O fogo é tão atraente para os agricultores porque faz, de graça, o trabalho de fertilizantes, pesticidas e empregados. Primeiro, os produtores deixam a terra em pousio – descanso a uma terra cultivada – para se recuperar após algumas colheitas; depois, a área vai sendo tomada por plantas e pragas. A vegetação que volta a crescer é então cortada e queimada, fornecendo uma maneira de baixo custo para limpar os detritos e fertilizar a terra enquanto remove as pragas.
O prejuízo das queimadas
Essa dependência do fogo gradualmente degrada o solo e, como nossa pesquisa descobriu, é menos lucrativo no longo prazo em comparação com sistemas agrícolas que usam maquinários, integram árvores em terras agrícolas ou alternam pastagens. Descobrimos que, entre as famílias de agricultores com quantidades semelhantes de terra, capital e força de trabalho, aqueles que cultivam com fogo ganham 63% menos do que fazendas que não usam fogo.
O problema é que incêndios de outras fazendas tornam muito arriscado para os agricultores investirem em sistemas caros de preparo da terra sem fogo, porque as safras ou a infraestrutura podem acabar sendo destruídas. Em uma pesquisa com 580 agricultores na Amazônia oriental, 43% receberam pelo menos uma fuga de incêndio nos últimos cinco anos.

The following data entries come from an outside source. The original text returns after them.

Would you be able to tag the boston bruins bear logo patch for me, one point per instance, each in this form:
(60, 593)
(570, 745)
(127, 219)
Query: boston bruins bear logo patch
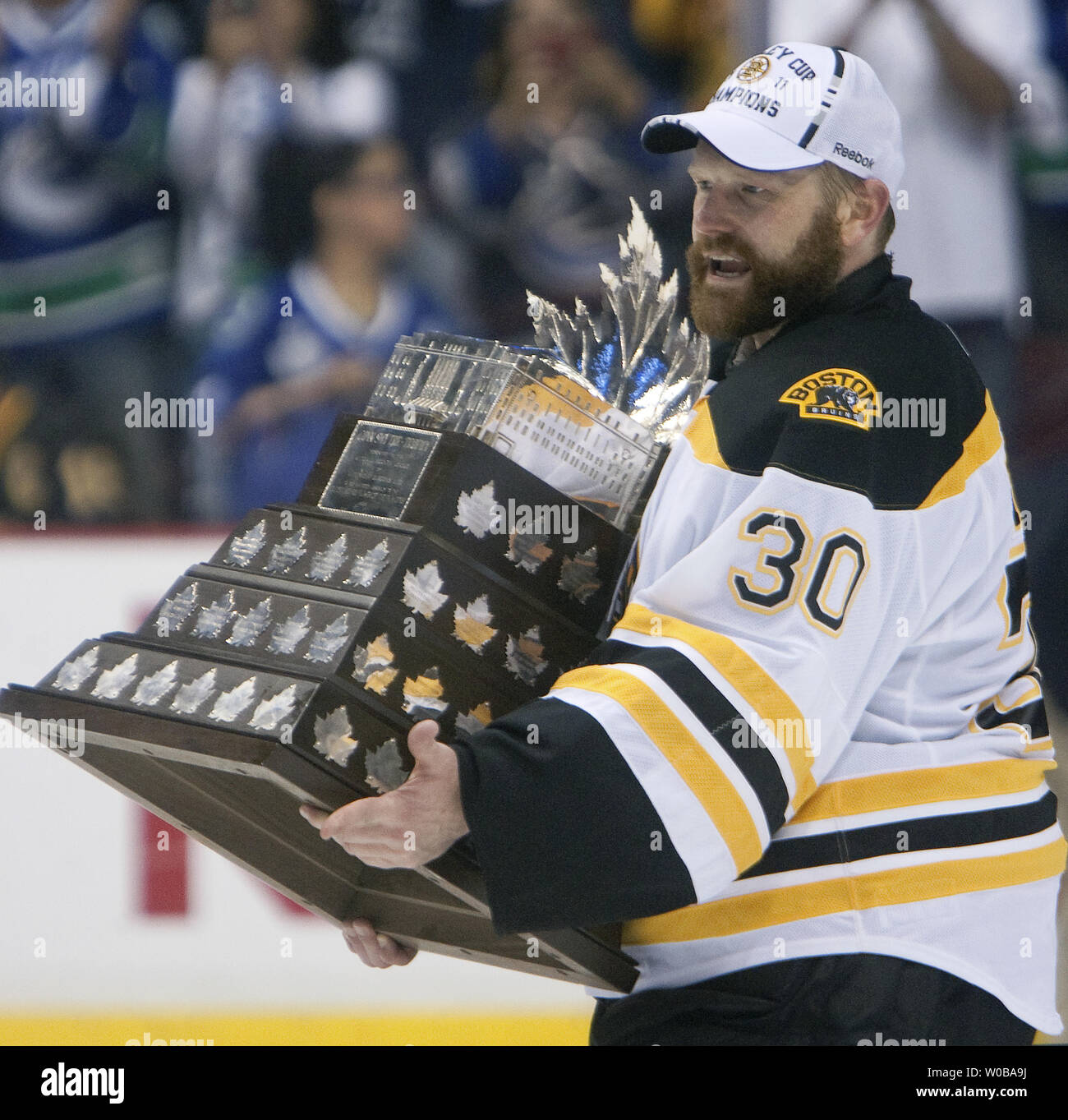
(843, 395)
(753, 68)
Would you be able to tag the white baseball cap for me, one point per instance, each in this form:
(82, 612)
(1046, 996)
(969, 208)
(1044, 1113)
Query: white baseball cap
(795, 105)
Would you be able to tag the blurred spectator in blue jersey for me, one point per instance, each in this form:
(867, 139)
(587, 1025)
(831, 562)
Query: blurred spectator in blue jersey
(85, 255)
(269, 68)
(314, 339)
(539, 184)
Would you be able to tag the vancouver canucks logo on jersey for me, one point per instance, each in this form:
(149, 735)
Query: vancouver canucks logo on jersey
(843, 395)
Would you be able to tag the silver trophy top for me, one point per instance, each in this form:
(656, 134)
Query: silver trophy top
(592, 407)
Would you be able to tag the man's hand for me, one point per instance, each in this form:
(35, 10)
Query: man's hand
(407, 827)
(375, 950)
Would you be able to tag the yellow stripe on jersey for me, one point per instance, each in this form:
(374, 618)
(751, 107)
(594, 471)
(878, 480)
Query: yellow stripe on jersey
(891, 887)
(759, 691)
(701, 436)
(901, 789)
(978, 447)
(710, 786)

Medimos a exposição dos fazendeiros ao risco de incêndio pelo número de incêndios detectados por satélite nas proximidades de suas propriedades. Se a exposição ao risco de incêndio aumentasse em pelo menos 70%, compensaria inteiramente os benefícios de investir em um sistema sem fogo. Terras fertilizadas e preparadas mecanicamente, cobertas com cercas, madeira e plantações de frutas são altamente inflamáveis. Quando o risco de incêndio é alto, cultivar com fogo oferece o retorno mais seguro, mas aumenta o risco de incêndio para outras pessoas. Nessas situações, os usuários do fogo ganham mais dinheiro do que os fazendeiros que não usam o fogo, mas as receitas agrícolas são muito mais baixas do que seriam se o risco de incêndio fosse reduzido.

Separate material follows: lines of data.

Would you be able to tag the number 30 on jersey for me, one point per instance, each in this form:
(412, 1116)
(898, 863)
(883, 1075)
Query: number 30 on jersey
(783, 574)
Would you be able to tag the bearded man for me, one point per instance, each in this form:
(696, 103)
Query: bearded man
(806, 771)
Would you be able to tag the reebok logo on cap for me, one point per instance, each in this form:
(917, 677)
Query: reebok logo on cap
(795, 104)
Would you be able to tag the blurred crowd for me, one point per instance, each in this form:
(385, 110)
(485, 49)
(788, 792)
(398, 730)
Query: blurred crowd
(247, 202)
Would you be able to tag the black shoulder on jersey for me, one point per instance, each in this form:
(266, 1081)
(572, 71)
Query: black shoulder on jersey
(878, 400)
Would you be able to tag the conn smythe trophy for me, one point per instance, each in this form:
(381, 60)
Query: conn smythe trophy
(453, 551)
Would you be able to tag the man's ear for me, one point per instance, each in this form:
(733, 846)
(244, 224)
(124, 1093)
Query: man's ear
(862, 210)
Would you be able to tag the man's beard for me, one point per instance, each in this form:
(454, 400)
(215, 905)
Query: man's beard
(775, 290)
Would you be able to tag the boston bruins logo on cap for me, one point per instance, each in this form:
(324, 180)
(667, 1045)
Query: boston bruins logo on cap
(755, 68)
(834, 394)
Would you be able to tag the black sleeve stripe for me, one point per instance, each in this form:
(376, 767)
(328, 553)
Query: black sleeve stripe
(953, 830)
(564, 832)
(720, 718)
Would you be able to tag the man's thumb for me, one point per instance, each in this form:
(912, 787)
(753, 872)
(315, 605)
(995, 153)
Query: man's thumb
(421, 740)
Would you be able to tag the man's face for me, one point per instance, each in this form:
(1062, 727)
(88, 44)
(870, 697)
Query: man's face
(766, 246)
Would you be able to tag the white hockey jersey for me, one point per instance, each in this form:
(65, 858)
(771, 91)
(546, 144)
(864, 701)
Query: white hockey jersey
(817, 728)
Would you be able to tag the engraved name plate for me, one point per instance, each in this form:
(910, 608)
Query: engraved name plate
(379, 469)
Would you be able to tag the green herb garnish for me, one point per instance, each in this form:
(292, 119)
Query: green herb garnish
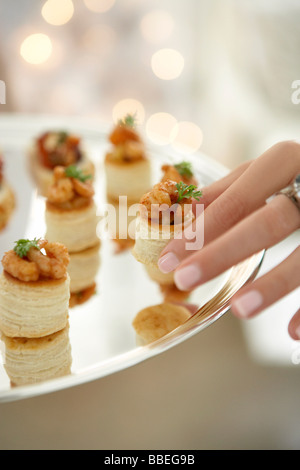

Medidas de controle de incêndio, como aceiro – faixas sem vegetação – ao redor da área designada para queimada, podem reduzir bastante o risco de propagação do fogo, mas os aceiros levam semanas para serem construídos. Se o risco de um incêndio descontrolado em área vizinha for muito alto, há uma grande chance da propriedade do produtor queimar de qualquer maneira, independentemente do que tiver sido feito, o que reduz o incentivo para construir aceiros. Assim como o risco de incêndios descontrolados leva mais agricultores a acenderem seus próprios fogos, isso também desencoraja as pessoas a investirem em suas próprias medidas de controle de fogo.
A menos que haja um esforço coordenado para reduzir o risco de incêndio coletivamente, não há incentivo para que os agricultores individuais parem de usar o fogo ou aumentem seus esforços para evitá-lo. Em pesquisas anteriores, descobrimos que os agricultores desejam que o governo brasileiro ajude a coordenar esse esforço. Então, como o governo pode ajudar?

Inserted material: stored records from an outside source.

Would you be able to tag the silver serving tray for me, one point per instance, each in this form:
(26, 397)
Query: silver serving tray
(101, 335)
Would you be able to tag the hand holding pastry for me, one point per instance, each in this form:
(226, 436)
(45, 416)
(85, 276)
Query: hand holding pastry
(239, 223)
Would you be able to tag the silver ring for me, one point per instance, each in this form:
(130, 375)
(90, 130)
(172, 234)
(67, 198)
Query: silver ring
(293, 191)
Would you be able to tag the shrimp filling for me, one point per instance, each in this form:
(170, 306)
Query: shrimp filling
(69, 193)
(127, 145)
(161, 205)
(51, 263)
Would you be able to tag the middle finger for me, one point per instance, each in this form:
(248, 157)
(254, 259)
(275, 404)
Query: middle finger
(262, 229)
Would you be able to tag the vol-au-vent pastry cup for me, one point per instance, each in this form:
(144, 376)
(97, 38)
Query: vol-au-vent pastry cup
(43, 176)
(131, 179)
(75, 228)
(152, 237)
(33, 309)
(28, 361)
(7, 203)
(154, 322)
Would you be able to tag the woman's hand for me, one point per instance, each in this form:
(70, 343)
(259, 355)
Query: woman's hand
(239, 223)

Ações ilegais e práticas agrícolas
Uma opção é proibir o uso de fogo (o que o atual governo fez, com pouco sucesso, em 2019 e 2020 – nota do tradutor). Mas isso geralmente é uma má ideia, já que o fogo pode ser usado de forma sustentável, algo que os indígenas manejaram por gerações. A proibição também pode prejudicar os meios de subsistência dos agricultores que não podem se dar ao luxo de mudar para outras práticas.
Preparar a terra com máquinas e produtos químicos pode ser uma boa alternativa para algumas regiões da Amazônia. Mas seria muito caro e difícil mecanizar a agricultura familiar em áreas remotas. E, ao aumentar o número de tratores nas fronteiras florestais, o governo arriscaria mais desmatamento, pois essas máquinas podem ser usadas contra as árvores. Impor medidas de controle de fogo entre os agricultores e subsidiar as técnicas alternativas quando apropriado, pode ser a melhor opção. Isso reduz o risco de incêndio para todos e se baseia no conhecimento local. Mais financiamento para apoiar o treinamento e o equipamento dos bombeiros comunitários também ajudaria.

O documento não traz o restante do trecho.